ECLI:NL:GHARN:2006:AV2725
Gerechtshof Arnhem
- Hoger beroep
- M. Lensing
- J. Vegter
- A. Lauwaars
- Rechtspraak.nl
Verlenging terbeschikkingstelling na schending van verdragsrechtelijke verplichtingen
In deze zaak heeft het Gerechtshof Arnhem op 27 februari 2006 uitspraak gedaan in hoger beroep tegen de beslissing van de rechtbank Amsterdam van 8 september 2005, die de terbeschikkingstelling van de betrokkene met een jaar had verlengd. Het hof oordeelt dat de rechtbank niet binnen de vereiste termijn van twee maanden na de indienen van de verlengingsvordering heeft beslist, wat in strijd is met artikel 509t, eerste lid, van het Wetboek van Strafvordering.
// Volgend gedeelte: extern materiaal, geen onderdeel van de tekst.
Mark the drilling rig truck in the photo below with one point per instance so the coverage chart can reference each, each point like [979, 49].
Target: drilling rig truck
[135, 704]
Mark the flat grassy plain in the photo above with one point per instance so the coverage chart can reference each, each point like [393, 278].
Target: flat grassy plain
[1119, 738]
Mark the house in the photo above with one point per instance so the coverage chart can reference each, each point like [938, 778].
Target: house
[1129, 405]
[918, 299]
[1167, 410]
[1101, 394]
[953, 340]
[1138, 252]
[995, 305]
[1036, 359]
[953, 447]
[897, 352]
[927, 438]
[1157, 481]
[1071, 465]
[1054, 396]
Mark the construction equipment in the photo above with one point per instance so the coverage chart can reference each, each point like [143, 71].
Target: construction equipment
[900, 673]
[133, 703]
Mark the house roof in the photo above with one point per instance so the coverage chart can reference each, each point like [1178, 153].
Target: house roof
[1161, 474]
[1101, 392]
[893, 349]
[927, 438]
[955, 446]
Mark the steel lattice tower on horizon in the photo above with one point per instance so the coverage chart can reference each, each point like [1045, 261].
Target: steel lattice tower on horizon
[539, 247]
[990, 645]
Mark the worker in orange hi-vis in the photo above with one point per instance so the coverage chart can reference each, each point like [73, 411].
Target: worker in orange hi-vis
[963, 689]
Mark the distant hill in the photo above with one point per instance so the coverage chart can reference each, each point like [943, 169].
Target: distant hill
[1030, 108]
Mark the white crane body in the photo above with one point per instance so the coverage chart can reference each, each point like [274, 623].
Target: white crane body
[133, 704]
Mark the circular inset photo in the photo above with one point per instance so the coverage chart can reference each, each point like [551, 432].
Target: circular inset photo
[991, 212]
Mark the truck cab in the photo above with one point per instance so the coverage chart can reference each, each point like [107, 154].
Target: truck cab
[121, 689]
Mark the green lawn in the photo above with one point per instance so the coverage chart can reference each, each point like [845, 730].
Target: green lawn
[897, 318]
Het hof vernietigt de beslissing van de rechtbank en verlengt de terbeschikkingstelling met twee jaar. Het hof overweegt dat de voorwaarden voor de terbeschikkingstelling niet zijn gerealiseerd en dat er geen perspectief is op behandeling in een ander kader dan TBS met dwangverpleging. De betrokkene heeft zich niet aan afspraken gehouden en er zijn incidenten geweest die de veiligheid van anderen in gevaar hebben gebracht. Het hof wijst ook het verzoek tot aanhouding af, omdat het hof zich voldoende voorgelicht acht op basis van de voorliggende rapportages. De beslissing van het hof houdt rekening met de noodzaak van zorg, structuur en begeleiding voor de betrokkene, en de verlenging van de terbeschikkingstelling is noodzakelijk om het delictgevaar te beperken. De uitspraak is gedaan door een kamer van het hof, waarbij mr. Lensing als voorzitter fungeerde, bijgestaan door mrs. Vegter en Lauwaars als raadsheren, en drs. Kaiser en drs. Van Iersel als raden. De uitspraak is openbaar gedaan op 27 februari 2006.